BSc in Machine Learning — Bachelor at London School of Computing and Engineering

BSc in Machine Learning


Course Overview

The BSc in Machine Learning is a UK Level 6 honours degree, normally three years full-time with part-time and accelerated routes covering the honours-level study of statistical learning, deep learning and applied ML engineering. The programme concentrates on Python, scikit-learn, PyTorch, TensorFlow, feature stores, MLOps pipelines and responsible-AI evaluation, and the syllabus is aligned with BCS (The Chartered Institute for IT) guidance and reference materials from Institute of Analytics (IoA). Delivery is available on-campus in central London, fully online with the same lab and tooling provisioning, or by distance learning, and every route joins the same intake cohort with weekly tutor visibility and named programme-tutor support.

By graduation from the BSc in Machine Learning you will be a machine learning graduate ready for a supported UK graduate role, with full honours-level breadth with a research-informed final year and industry placement demonstrated through a portfolio of coursework, applied labs and, at the closing stage, coursework, technical examinations, group project work and an individual final-year project. Every learner leaves the BSc in Machine Learning with a documented body of work suitable for UK employer conversations across product ML teams, analytics consultancies, research-adjacent groups and public-sector data science offices, and with a clear progression route into the next step of the LSCE ladder.

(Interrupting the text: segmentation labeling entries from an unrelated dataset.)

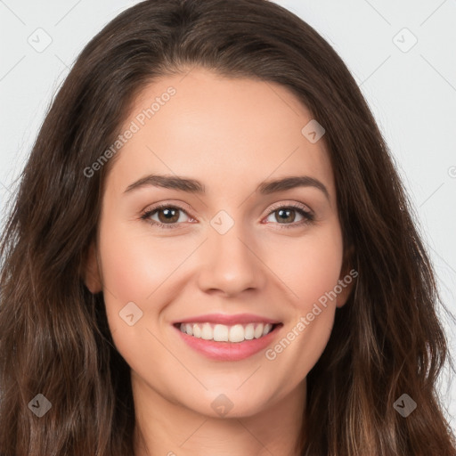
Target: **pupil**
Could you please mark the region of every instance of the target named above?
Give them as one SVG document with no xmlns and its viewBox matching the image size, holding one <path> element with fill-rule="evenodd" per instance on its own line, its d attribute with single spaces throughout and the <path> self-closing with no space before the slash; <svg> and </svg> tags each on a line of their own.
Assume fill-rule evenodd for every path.
<svg viewBox="0 0 456 456">
<path fill-rule="evenodd" d="M 286 219 L 289 217 L 289 213 L 292 212 L 292 209 L 280 209 L 279 210 L 279 214 L 280 214 L 280 216 L 281 217 L 283 213 L 288 213 L 289 215 L 286 216 L 284 218 L 282 218 L 281 220 L 285 220 L 287 221 Z M 291 220 L 289 220 L 289 222 L 293 222 L 293 220 L 295 219 L 295 217 L 291 217 Z"/>
<path fill-rule="evenodd" d="M 162 221 L 166 221 L 166 222 L 175 222 L 179 216 L 176 216 L 176 210 L 175 209 L 172 209 L 172 208 L 166 208 L 166 209 L 161 209 L 159 212 L 159 218 L 162 218 Z M 163 217 L 160 217 L 160 214 L 163 214 Z"/>
</svg>

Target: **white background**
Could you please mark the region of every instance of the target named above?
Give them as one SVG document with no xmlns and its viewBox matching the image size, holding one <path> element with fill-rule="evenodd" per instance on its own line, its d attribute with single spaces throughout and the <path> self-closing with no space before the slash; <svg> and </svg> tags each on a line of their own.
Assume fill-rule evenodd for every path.
<svg viewBox="0 0 456 456">
<path fill-rule="evenodd" d="M 0 0 L 0 211 L 75 58 L 135 3 Z M 456 1 L 276 3 L 316 28 L 361 86 L 419 216 L 442 297 L 456 313 Z M 43 45 L 47 35 L 43 52 L 28 43 Z M 456 330 L 445 328 L 456 356 Z M 443 380 L 454 428 L 456 380 Z"/>
</svg>

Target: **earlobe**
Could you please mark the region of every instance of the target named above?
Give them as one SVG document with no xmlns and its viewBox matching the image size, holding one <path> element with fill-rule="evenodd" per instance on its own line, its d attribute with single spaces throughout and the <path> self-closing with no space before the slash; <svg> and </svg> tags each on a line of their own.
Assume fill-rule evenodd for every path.
<svg viewBox="0 0 456 456">
<path fill-rule="evenodd" d="M 338 286 L 340 288 L 338 288 L 338 290 L 340 292 L 338 293 L 338 298 L 336 300 L 337 307 L 342 307 L 346 303 L 354 288 L 354 284 L 356 283 L 358 272 L 351 267 L 354 264 L 354 247 L 352 244 L 348 248 L 346 248 L 344 255 L 344 265 L 338 280 Z"/>
<path fill-rule="evenodd" d="M 98 266 L 96 249 L 94 243 L 92 243 L 89 248 L 83 274 L 84 282 L 91 293 L 94 295 L 102 290 L 100 268 Z"/>
</svg>

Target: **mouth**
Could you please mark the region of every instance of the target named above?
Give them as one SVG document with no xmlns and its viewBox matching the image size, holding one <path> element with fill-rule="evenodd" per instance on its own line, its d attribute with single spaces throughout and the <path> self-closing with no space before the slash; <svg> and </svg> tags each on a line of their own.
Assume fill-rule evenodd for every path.
<svg viewBox="0 0 456 456">
<path fill-rule="evenodd" d="M 225 325 L 206 322 L 176 322 L 173 326 L 182 333 L 194 338 L 212 342 L 240 344 L 248 340 L 265 338 L 283 326 L 283 323 L 256 322 L 246 324 Z"/>
</svg>

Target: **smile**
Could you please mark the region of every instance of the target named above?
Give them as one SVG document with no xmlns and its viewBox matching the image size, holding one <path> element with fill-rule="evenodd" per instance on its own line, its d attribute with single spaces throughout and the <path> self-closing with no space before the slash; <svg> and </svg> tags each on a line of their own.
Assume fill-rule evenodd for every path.
<svg viewBox="0 0 456 456">
<path fill-rule="evenodd" d="M 184 334 L 204 340 L 215 342 L 243 342 L 267 336 L 277 324 L 271 323 L 248 323 L 248 324 L 214 324 L 203 323 L 181 323 L 179 329 Z"/>
</svg>

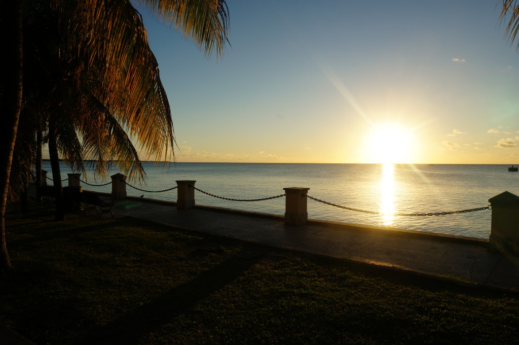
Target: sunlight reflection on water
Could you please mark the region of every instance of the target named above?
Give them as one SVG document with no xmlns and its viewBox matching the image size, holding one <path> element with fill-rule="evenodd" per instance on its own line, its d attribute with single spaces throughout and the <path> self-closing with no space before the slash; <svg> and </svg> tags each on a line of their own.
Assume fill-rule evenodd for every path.
<svg viewBox="0 0 519 345">
<path fill-rule="evenodd" d="M 384 214 L 382 223 L 385 225 L 393 224 L 397 209 L 394 197 L 394 165 L 386 164 L 382 165 L 382 180 L 380 183 L 381 203 L 380 212 Z"/>
</svg>

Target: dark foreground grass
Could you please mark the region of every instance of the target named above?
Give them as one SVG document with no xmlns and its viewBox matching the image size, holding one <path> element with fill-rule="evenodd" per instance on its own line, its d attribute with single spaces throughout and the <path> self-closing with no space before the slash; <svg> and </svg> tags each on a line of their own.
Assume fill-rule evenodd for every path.
<svg viewBox="0 0 519 345">
<path fill-rule="evenodd" d="M 16 269 L 0 276 L 0 322 L 37 344 L 519 341 L 514 295 L 131 218 L 52 218 L 9 213 Z"/>
</svg>

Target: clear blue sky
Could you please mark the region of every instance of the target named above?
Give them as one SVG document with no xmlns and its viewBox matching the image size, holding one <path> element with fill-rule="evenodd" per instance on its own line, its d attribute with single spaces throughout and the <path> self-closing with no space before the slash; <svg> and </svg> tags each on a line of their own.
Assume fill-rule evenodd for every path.
<svg viewBox="0 0 519 345">
<path fill-rule="evenodd" d="M 143 10 L 179 162 L 519 164 L 494 0 L 227 0 L 210 59 Z"/>
</svg>

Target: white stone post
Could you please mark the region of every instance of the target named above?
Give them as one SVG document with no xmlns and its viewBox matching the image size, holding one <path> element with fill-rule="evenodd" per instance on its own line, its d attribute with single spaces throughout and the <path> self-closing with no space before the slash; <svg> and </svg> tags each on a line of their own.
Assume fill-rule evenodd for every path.
<svg viewBox="0 0 519 345">
<path fill-rule="evenodd" d="M 42 169 L 42 187 L 47 187 L 47 173 L 48 172 L 46 170 Z"/>
<path fill-rule="evenodd" d="M 69 175 L 69 187 L 79 187 L 79 176 L 80 174 L 67 174 Z"/>
<path fill-rule="evenodd" d="M 490 250 L 519 255 L 519 196 L 503 192 L 488 202 L 492 208 Z"/>
<path fill-rule="evenodd" d="M 176 208 L 189 209 L 195 206 L 195 182 L 191 180 L 181 180 L 176 181 L 177 187 Z"/>
<path fill-rule="evenodd" d="M 111 176 L 112 178 L 112 198 L 124 199 L 126 198 L 126 176 L 118 172 Z"/>
<path fill-rule="evenodd" d="M 306 193 L 310 188 L 290 187 L 283 188 L 285 193 L 285 224 L 302 225 L 308 220 Z"/>
</svg>

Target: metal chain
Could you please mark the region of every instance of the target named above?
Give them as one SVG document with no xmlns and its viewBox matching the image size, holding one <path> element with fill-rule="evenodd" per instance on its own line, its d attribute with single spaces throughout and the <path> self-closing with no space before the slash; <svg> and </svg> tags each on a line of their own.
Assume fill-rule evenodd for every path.
<svg viewBox="0 0 519 345">
<path fill-rule="evenodd" d="M 281 194 L 280 195 L 276 195 L 276 196 L 270 196 L 270 197 L 264 197 L 261 199 L 231 199 L 229 197 L 224 197 L 223 196 L 218 196 L 217 195 L 215 195 L 214 194 L 212 194 L 207 192 L 204 192 L 203 191 L 200 190 L 197 188 L 196 187 L 192 185 L 193 188 L 195 190 L 198 191 L 200 193 L 203 193 L 204 194 L 207 194 L 211 196 L 213 196 L 214 197 L 217 197 L 218 199 L 223 199 L 224 200 L 229 200 L 230 201 L 263 201 L 264 200 L 270 200 L 270 199 L 275 199 L 278 197 L 281 197 L 282 196 L 284 196 L 286 194 Z"/>
<path fill-rule="evenodd" d="M 77 178 L 76 177 L 76 178 Z M 77 179 L 79 180 L 79 181 L 80 181 L 81 182 L 83 182 L 85 184 L 88 184 L 88 185 L 91 185 L 91 186 L 94 187 L 103 187 L 103 185 L 108 185 L 108 184 L 110 184 L 110 183 L 112 183 L 112 181 L 111 181 L 110 182 L 108 182 L 107 183 L 105 183 L 104 184 L 91 184 L 87 182 L 85 182 L 84 181 L 83 181 L 83 180 L 81 180 L 80 178 L 78 178 Z"/>
<path fill-rule="evenodd" d="M 173 187 L 172 188 L 170 188 L 169 189 L 164 189 L 164 190 L 162 190 L 161 191 L 147 191 L 147 190 L 146 190 L 145 189 L 141 189 L 140 188 L 138 188 L 137 187 L 134 187 L 133 185 L 132 185 L 131 184 L 130 184 L 129 183 L 128 183 L 127 182 L 126 182 L 124 180 L 120 180 L 120 181 L 122 182 L 124 182 L 125 184 L 126 184 L 126 185 L 129 186 L 129 187 L 131 187 L 132 188 L 133 188 L 134 189 L 136 189 L 138 191 L 141 191 L 141 192 L 146 192 L 146 193 L 162 193 L 162 192 L 167 192 L 168 191 L 173 190 L 173 189 L 175 189 L 175 188 L 177 188 L 179 187 L 177 185 L 176 185 L 174 187 Z"/>
<path fill-rule="evenodd" d="M 356 211 L 357 212 L 362 212 L 363 213 L 369 213 L 372 215 L 387 215 L 389 216 L 444 216 L 445 215 L 454 215 L 458 213 L 466 213 L 467 212 L 474 212 L 474 211 L 481 211 L 484 209 L 491 209 L 489 206 L 485 206 L 484 207 L 477 207 L 477 208 L 471 208 L 469 209 L 464 209 L 460 211 L 450 211 L 449 212 L 436 212 L 434 213 L 394 213 L 387 214 L 385 214 L 382 212 L 375 212 L 374 211 L 366 211 L 364 210 L 359 209 L 358 208 L 352 208 L 351 207 L 347 207 L 346 206 L 342 206 L 339 205 L 336 205 L 335 204 L 332 204 L 332 203 L 329 203 L 326 201 L 323 201 L 319 199 L 313 197 L 309 195 L 307 195 L 307 197 L 309 199 L 311 199 L 312 200 L 315 200 L 316 201 L 319 202 L 320 203 L 322 203 L 323 204 L 326 204 L 326 205 L 329 205 L 332 206 L 335 206 L 336 207 L 339 207 L 339 208 L 344 208 L 344 209 L 349 210 L 350 211 Z"/>
<path fill-rule="evenodd" d="M 51 181 L 52 181 L 52 182 L 54 182 L 54 180 L 53 180 L 52 179 L 50 178 L 50 177 L 49 177 L 48 176 L 45 176 L 45 177 L 46 177 L 47 178 L 49 179 L 49 180 L 51 180 Z M 64 180 L 61 180 L 61 182 L 63 182 L 64 181 L 66 181 L 66 180 L 68 180 L 68 179 L 65 179 Z"/>
</svg>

Coursework is scheduled around working professionals so that part-time and full-time routes share the same weekly seminar, the same assessment rubric and the same tutor group.

Key Features

  • Cohort teaching in small tutor-visible groups at the LSCE central London campus, online, or by distance learning.
  • Curriculum aligned with BCS (The Chartered Institute for IT) guidance and referenced against Institute of Analytics (IoA) and Royal Statistical Society (RSS) materials.
  • Applied labs covering Python, scikit-learn, PyTorch, TensorFlow, feature stores, MLOps pipelines and responsible-AI evaluation.
  • Weekly clinic sessions where tutors work through problem sets, code review or design critique with you on your own coursework.
  • Assessment structured as coursework, technical examinations, group project work and an individual final-year project rather than a single high-stakes final paper, so progress is visible throughout the BSc in Machine Learning.
  • Careers-service introductions to London employers active in product ML teams, analytics consultancies, research-adjacent groups and public-sector data science offices, with dedicated CV and portfolio review sessions.
  • Structured articulation route within the LSCE ladder from a UK Level 6 honours degree into the next level of study or straight into employment.

What You Will Learn

  • Analyse statistical learning theory and applied ML algorithms.
  • Build and evaluate deep learning models with PyTorch and TensorFlow.
  • Engineer features from tabular, text and image data at production quality.
  • Deploy ML pipelines through MLOps tooling with reproducibility.
  • Apply responsible-AI checks including bias, fairness and explainability.
  • Evaluate models with appropriate metrics and error analysis.
  • Complete a placement in a UK product or consulting ML team.
  • Lead a final-year project on a live machine learning problem.

Who This Course Is For

  • A-level entrants with a science, maths or computing subject applying directly.
  • LSCE Certificate, Diploma or Higher Diploma progressors on articulation.
  • BTEC Level 3 holders and access-course graduates in a relevant subject.
  • International applicants seeking a UK honours degree in machine learning.
  • Career changers combining paid work with an accelerated or part-time route.

Career Pathways

  • Data Analyst
  • MLOps Engineer
  • Applied AI Researcher
  • Computer Vision Engineer
  • NLP Engineer
  • Data Engineer
  • BI Analyst
  • Blockchain Developer

The LSCE careers service supports BSc in Machine Learning graduates with structured CV clinics, portfolio and mock-interview sessions and named introductions to hiring managers across product ML teams, analytics consultancies, research-adjacent groups and public-sector data science offices. Every student meets a named careers adviser in the final stage, and alumni continue to receive careers coaching, job-alert access and application review after graduation. Where the BSc in Machine Learning offers a placement or capstone with an employer sponsor, the careers team helps you shape that engagement into a portfolio entry recruiters can validate.

Entry Requirements

  • A-levels totalling at least 96 UCAS points (or international equivalent), including one science, maths or computing subject.
  • GCSE English at grade 4/C and Mathematics at grade 4/C (or equivalent).
  • Applicants with a Level 3 BTEC or a completed LSCE Certificate/Diploma progress on articulation.
  • IELTS 6.0 overall (no band below 5.5) for non-native English speakers.
  • Two references, normally one academic and one personal.

Why Study at LSCE

The London School of Computing and Engineering is a specialist division of Harold International College of London teaching in small, tutor-visible cohorts. LSCE partners with UK professional bodies including BCS (The Chartered Institute for IT), and central London places the Alan Turing Institute, the NCSC, the ICE, IMechE and IET, and the City's engineering and technology employers within a short tube ride of every classroom.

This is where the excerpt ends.